Post-Brexit border ‘completely unacceptable’, say SDLP and Irish Labour

SDLP leader Colum Eastwood
SDLP leader Colum Eastwood

The SDLP and Irish Labour Party have issued a joint statement declaring firmly that, after the UK’s decision to quit the EU, having a land border on the island of Ireland is a situation of “complete unacceptability”.

While the UK as a whole backed the idea of an exit from the European Union (with the overall UK referendum result being 48.1 per cent Remain, against 51.9 per cent Leave), in Northern Ireland the Remain figure was about 55.8 per cent.

On Thursday night, the SDLP and Labour Party leaders issued a joint statement, which read in full: “At a meeting of the PES (Party of European Socialists – an umbrella body covering socialist parties across the continent) leaders in Paris on July 7, a common view of the consequences of the British vote on Brexit was presented to the gathering by the leaders of the Irish Labour Party Brendan Howlin TD and the leader of the SDLP Colum Eastwood MLA.

“The unique implications for the island of Ireland were clearly set out by both leaders – including the complete unacceptability of a land border on the island;

“The imperative of preserving common travel between Ireland and the UK;

“The preservation of European involvement in The Good Friday Agreement and the centrality of trade between Ireland and the UK, particularly cross border trade in the island of Ireland.

“The meeting representing the second largest group in the European Parliament and nine EU Prime Ministers took careful note of the Irish position.”

The SDLP were key in helping to forge the Good Friday Agreement, alongside the UUP.

One of the key planks in the agreement is that all signatories “recognise the legitimacy of whatever choice is freely exercised by a majority of the people of Northern Ireland with regard to its status, whether they prefer to continue to support the Union with Great Britain or a sovereign united Ireland... [and that] the present wish of a majority of the people of Northern Ireland, freely exercised and legitimate, is to maintain the Union”.
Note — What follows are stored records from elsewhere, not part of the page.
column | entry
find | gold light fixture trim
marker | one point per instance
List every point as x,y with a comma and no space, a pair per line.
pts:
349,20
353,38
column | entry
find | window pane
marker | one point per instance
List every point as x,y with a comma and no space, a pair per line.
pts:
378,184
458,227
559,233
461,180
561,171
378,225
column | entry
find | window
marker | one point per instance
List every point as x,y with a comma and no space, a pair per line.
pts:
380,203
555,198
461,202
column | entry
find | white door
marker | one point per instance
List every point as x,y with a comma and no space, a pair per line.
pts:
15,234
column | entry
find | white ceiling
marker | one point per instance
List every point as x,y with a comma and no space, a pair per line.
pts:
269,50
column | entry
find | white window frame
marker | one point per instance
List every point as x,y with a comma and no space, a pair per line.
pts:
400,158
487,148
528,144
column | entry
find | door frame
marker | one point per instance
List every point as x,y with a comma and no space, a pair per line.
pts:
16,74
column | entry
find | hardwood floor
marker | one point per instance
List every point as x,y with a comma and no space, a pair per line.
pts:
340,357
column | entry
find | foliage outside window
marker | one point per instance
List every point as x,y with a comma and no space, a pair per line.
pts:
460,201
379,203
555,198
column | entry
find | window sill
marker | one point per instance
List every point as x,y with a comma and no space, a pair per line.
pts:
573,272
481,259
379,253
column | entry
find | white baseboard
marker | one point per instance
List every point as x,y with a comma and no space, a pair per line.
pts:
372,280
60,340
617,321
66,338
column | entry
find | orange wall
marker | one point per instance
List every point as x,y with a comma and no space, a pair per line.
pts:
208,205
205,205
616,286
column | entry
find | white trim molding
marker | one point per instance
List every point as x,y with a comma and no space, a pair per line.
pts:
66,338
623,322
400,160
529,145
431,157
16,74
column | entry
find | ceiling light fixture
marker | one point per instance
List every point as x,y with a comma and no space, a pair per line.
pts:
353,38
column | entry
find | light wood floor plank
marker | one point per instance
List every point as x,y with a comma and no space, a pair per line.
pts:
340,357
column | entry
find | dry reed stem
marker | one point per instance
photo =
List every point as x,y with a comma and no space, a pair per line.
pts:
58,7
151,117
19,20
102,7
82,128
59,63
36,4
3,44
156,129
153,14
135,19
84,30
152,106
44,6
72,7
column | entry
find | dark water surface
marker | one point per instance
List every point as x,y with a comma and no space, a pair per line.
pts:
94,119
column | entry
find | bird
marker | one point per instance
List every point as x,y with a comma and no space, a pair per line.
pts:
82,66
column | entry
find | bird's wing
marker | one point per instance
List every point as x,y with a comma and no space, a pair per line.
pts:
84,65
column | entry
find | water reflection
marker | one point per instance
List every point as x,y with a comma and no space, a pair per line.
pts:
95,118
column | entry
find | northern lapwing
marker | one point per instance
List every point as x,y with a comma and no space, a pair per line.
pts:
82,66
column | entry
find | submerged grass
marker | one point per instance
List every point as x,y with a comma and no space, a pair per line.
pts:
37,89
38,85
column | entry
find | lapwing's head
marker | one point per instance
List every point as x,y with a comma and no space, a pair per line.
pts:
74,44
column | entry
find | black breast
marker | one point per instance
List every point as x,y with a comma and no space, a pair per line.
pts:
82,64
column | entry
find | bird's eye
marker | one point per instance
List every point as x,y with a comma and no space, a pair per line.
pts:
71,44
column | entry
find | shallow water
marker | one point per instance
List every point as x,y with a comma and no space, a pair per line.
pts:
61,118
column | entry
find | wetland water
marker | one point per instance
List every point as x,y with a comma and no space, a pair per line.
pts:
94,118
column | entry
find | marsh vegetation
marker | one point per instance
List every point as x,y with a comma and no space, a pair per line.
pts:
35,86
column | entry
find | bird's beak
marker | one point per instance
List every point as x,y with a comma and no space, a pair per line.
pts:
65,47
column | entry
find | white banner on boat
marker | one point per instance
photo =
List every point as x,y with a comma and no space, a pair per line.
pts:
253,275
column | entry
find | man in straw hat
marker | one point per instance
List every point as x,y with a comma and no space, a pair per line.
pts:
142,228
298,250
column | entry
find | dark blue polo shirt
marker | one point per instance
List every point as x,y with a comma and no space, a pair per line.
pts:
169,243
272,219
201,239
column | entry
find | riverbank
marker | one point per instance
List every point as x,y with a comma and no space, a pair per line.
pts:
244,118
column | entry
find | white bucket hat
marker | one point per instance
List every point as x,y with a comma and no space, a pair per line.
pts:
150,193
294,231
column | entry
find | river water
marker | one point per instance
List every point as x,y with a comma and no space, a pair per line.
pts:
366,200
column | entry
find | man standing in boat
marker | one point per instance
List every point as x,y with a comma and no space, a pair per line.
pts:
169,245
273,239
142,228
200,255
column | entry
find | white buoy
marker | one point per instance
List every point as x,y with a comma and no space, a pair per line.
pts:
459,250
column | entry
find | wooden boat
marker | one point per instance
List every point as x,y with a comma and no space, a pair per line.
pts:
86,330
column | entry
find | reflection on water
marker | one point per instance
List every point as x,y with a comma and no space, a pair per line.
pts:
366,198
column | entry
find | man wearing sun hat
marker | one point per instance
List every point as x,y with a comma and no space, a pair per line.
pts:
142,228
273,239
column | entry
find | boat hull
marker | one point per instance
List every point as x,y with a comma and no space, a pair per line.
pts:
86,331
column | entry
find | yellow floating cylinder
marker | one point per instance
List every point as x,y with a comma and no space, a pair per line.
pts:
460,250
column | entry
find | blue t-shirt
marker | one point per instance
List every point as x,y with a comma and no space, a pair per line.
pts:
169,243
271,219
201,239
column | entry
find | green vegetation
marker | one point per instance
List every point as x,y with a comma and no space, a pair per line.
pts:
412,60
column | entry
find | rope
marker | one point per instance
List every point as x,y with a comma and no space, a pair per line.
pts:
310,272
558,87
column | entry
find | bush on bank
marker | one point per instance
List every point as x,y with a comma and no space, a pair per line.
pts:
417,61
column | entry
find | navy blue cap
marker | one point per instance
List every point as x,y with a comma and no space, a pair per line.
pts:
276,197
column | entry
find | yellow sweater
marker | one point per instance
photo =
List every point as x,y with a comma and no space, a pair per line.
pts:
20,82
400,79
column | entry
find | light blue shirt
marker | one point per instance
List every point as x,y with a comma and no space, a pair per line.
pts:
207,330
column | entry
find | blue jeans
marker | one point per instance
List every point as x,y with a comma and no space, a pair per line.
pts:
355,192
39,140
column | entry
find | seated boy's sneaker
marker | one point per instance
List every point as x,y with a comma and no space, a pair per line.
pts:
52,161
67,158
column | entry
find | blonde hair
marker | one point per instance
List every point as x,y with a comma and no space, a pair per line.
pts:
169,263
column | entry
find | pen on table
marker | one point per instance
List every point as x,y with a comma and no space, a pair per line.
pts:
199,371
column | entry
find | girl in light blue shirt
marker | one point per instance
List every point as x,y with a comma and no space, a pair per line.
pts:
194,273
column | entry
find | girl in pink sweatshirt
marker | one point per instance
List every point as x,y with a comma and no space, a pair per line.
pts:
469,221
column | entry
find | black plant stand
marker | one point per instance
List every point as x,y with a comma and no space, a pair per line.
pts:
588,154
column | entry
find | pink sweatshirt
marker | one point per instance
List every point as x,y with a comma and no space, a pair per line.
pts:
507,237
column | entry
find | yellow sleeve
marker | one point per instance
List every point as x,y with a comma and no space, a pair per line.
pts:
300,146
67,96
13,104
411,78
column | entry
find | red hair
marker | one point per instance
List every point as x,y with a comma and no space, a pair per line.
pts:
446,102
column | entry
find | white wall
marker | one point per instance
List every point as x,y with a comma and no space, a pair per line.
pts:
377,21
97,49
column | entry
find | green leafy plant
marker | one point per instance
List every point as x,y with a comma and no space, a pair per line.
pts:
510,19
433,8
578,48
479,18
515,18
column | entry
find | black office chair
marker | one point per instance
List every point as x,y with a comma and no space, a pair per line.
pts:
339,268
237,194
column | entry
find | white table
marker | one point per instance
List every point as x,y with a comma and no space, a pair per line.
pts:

The agreement also states that the people of the island of Ireland, “by agreement between the two parts respectively”, must also back reunification.

The Good Friday Agreement was backed by more than 71 per cent of voters in Northern Ireland, and more than 94 per cent in the Republic.

The EU is mentioned a number of times in the Good Friday Agreement.

Among the occasions when it crops up is under the workings of the North/South Ministerial Council – a body aimed at fostering dialogue between the two governments on both sides of the border.

It states that the council will “consider the European Union dimension of relevant matters, including the implementation of EU policies and programmes and proposals under consideration in the EU framework”.

It adds: “Arrangements to be made to ensure that the views of the Council are taken into account and represented appropriately at relevant EU meetings.”

The Irish Taoiseach had recently mooted the idea of a new cross-border body to discuss Brexit – a move that was rejected by Arlene Foster.